Donahue is a native of Belleair, Ohio, and a graduate of St. John’s Central High School. He was a two-time state qualifier in high school, placing third in 1989, and was a member of the school's state champion 4-by-800-meter relay team in 1991. During his senior season, injuries, including a separated shoulder suffered playing football, limited his effectiveness on the mat, and he just missed a third trip to state despite finishing the season 26-6.

He put his wrestling career on hiatus to pursue another sport at the University of Cincinnati.

“I was pretty much burnt out … done with the sport at that point. Baseball was always my first love so that's why I decided to come down and I try my hand at UC. Pitched there for about a year-and-a half, making the team as a preferred walk-on and then started running out of money. So had to get a job, get to work. So that kind of pushed baseball to the side.”

He met his wife, Trinket, at UC – both majored in biology and pre-medicine. She is a veterinarian and graduate of Blanchester High School. In 2007, Donahue learned that Bethel-Tate needed a wrestling coach, and he returned to the sport, leading not only the Tigers, but also Ohio’s Junior National Team for five years.

During that time, he discovered that he could still hold his own against some of the top high school wrestlers, which reignited his competitive spark. He entered tournaments in England and the National Masters U.S. Open in Las Vegas in 2018, winning his weight class. A few current USA Veterans World Team members and coaches at the time then encouraged him to compete in the World Championships.

Winning is one goal, setting an example is another.

“The reason why I really got into this was to inspire my kids,” he said. Two of his daughters were state placers at Bethel-Tate. “But also the kids that I coach to show that the stuff that I preached to them works … basically to model the way from what they eat, their nutrition, and how much rest and hydration they get, to how you attack practices and the mindset you have to improve and … if you follow our lead, these are the type of results that you can get.”

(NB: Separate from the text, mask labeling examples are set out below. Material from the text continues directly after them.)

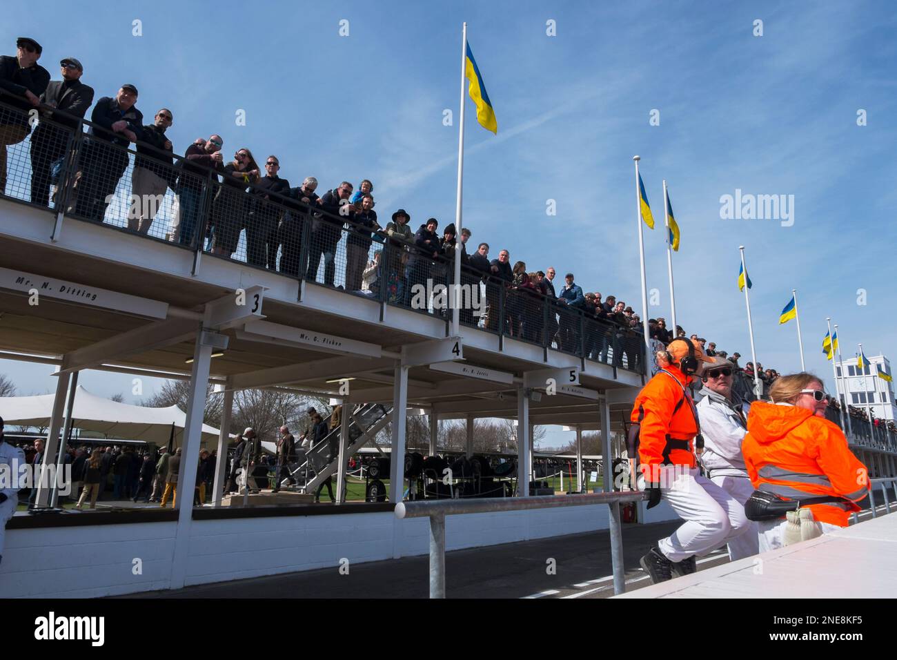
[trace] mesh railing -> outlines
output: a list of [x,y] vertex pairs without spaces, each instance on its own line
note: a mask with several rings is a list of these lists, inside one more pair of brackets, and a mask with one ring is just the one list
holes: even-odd
[[[260,181],[233,163],[213,170],[144,142],[111,141],[74,117],[70,125],[41,119],[29,131],[27,116],[0,100],[3,111],[8,121],[24,120],[22,139],[5,148],[6,198],[451,318],[450,255],[400,232],[388,236],[373,212],[335,191],[305,203],[300,188]],[[466,265],[459,284],[466,326],[643,371],[642,338],[632,330],[560,304],[526,281],[514,286]]]

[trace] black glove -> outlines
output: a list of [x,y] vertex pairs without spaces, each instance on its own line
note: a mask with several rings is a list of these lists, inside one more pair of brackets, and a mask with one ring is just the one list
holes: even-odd
[[645,492],[648,493],[648,508],[653,508],[660,504],[659,483],[646,483]]

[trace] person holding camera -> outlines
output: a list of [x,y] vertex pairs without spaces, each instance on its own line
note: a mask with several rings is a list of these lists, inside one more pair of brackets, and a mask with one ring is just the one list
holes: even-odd
[[704,555],[748,529],[745,508],[701,474],[695,450],[701,426],[688,386],[710,358],[690,339],[674,339],[657,354],[658,371],[635,399],[628,439],[631,459],[640,462],[639,488],[648,508],[666,500],[684,523],[640,559],[651,582],[697,569]]

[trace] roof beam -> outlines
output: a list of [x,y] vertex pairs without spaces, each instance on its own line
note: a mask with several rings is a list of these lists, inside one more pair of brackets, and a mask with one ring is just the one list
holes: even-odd
[[197,330],[199,323],[189,319],[174,318],[147,323],[66,353],[60,373],[81,371],[135,353],[179,344],[193,339]]

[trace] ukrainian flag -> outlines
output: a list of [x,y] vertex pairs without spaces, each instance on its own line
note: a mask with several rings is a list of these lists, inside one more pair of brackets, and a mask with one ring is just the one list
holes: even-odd
[[489,94],[486,93],[486,85],[483,82],[483,76],[480,75],[480,69],[476,66],[476,60],[474,59],[474,53],[470,50],[469,43],[466,44],[466,48],[467,59],[465,64],[465,75],[470,81],[467,92],[476,104],[476,120],[480,122],[480,126],[483,128],[491,130],[497,135],[499,125],[495,120],[495,110],[492,110],[492,102],[489,100]]
[[651,215],[651,207],[648,204],[648,193],[645,192],[645,183],[641,180],[641,174],[639,174],[639,202],[641,206],[641,219],[645,221],[651,229],[654,229],[654,216]]
[[825,333],[825,337],[823,338],[823,353],[825,354],[825,359],[831,360],[834,355],[834,350],[832,348],[832,338],[829,337],[829,333]]
[[753,283],[751,282],[751,278],[749,277],[747,277],[747,274],[745,272],[745,264],[742,264],[741,266],[738,267],[738,290],[739,291],[744,291],[745,290],[745,279],[747,280],[747,288],[751,288],[753,286]]
[[787,323],[797,315],[797,308],[794,304],[794,296],[792,295],[790,302],[785,305],[785,309],[782,310],[781,314],[779,316],[779,323]]
[[[640,179],[641,178],[640,174],[639,175],[639,178]],[[642,196],[644,196],[644,194],[645,194],[644,189],[642,189],[641,194],[642,194]],[[648,201],[646,200],[645,204],[647,204],[647,203],[648,203]],[[669,223],[669,225],[670,225],[670,236],[669,236],[670,246],[673,248],[673,251],[674,252],[678,252],[679,251],[679,225],[676,224],[675,218],[673,217],[673,205],[670,204],[670,193],[669,193],[669,190],[666,191],[666,209],[668,211],[668,214],[666,216],[666,222]],[[651,212],[650,209],[649,209],[648,212],[650,213]]]

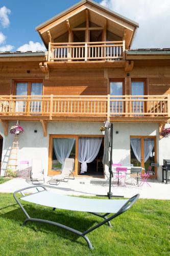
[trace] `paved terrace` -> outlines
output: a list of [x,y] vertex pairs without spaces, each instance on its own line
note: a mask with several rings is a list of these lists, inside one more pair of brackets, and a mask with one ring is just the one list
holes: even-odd
[[[107,184],[103,186],[105,180],[97,178],[76,178],[69,180],[67,183],[60,182],[57,186],[49,185],[47,181],[49,177],[45,178],[44,185],[49,191],[59,194],[74,196],[95,196],[106,195],[109,190]],[[113,184],[111,190],[114,196],[124,196],[130,198],[139,193],[140,198],[155,199],[170,199],[170,183],[165,184],[157,181],[149,181],[151,187],[147,184],[138,187],[129,184],[126,186]],[[13,179],[0,185],[0,193],[13,193],[16,190],[32,185],[30,180],[21,178]]]

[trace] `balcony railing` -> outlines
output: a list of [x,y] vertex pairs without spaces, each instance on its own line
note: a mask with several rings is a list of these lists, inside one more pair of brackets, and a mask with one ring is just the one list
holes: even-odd
[[49,42],[48,61],[125,60],[125,41]]
[[[1,96],[0,116],[170,117],[169,95]],[[0,117],[2,118],[2,117]]]

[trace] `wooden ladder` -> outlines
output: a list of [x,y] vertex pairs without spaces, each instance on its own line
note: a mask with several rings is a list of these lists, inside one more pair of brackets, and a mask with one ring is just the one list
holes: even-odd
[[11,169],[12,170],[16,171],[18,160],[18,134],[15,134],[14,139],[12,143],[12,148],[8,159],[8,162],[7,169]]

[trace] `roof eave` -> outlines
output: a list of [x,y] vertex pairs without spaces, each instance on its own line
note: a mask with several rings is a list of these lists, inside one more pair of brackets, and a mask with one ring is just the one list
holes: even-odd
[[103,10],[104,10],[106,11],[107,12],[109,12],[110,14],[111,14],[112,15],[113,14],[114,16],[116,16],[118,18],[120,18],[121,19],[123,19],[123,20],[125,20],[126,22],[128,22],[128,23],[131,24],[131,25],[134,26],[136,28],[139,27],[138,23],[137,23],[135,22],[134,22],[133,20],[132,20],[131,19],[130,19],[128,18],[126,18],[124,16],[121,15],[120,14],[119,14],[118,13],[117,13],[116,12],[113,12],[112,11],[110,11],[110,10],[106,8],[104,6],[103,6],[101,5],[98,4],[98,3],[92,1],[92,0],[83,0],[83,1],[80,1],[80,2],[78,3],[76,5],[72,6],[71,7],[67,9],[66,10],[63,11],[62,12],[60,12],[60,13],[59,13],[57,15],[56,15],[54,17],[51,18],[51,19],[47,20],[46,22],[45,22],[43,23],[42,23],[40,25],[37,26],[35,28],[35,30],[36,31],[38,31],[39,30],[41,29],[42,28],[45,27],[45,26],[47,26],[47,25],[51,23],[55,19],[58,19],[58,18],[62,17],[62,16],[64,16],[64,15],[66,15],[67,14],[67,13],[70,12],[71,10],[74,10],[74,9],[76,9],[76,8],[79,7],[79,6],[81,6],[81,5],[85,4],[86,3],[89,3],[91,4],[92,4],[92,5],[98,7],[100,9],[102,9]]

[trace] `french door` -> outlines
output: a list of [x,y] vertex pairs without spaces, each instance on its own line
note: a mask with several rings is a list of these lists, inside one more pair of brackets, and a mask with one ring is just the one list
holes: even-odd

Those types of shared experiences bind wrestlers, regardless of ability, age or nationality.

“I think everybody knows how hard this sport is and what it takes to commit to be good,” Donahue said. “I played a lot of different sports and wrestling was not my favorite growing up. But I think it's one that teaches you the most and I think it's the one that you have to commit to the most. It takes a ton of courage to step out on that mat by yourself and anyone, regardless of age, that puts their foot on that line deserves a lot of respect. I think that knowing what everybody else has to put into it, that kind of unites the wrestling community.”

CNE wrestlers should benefit from Donahue’s presence – and he from theirs, on the mat and off.

“I have a ton of respect for coach Wells and what he's done with the kids in his wrestling program, both on and off the mat. I know that he and I share the same coaching philosophy that our main job is to help develop the individual as a person and not just a wrestler.”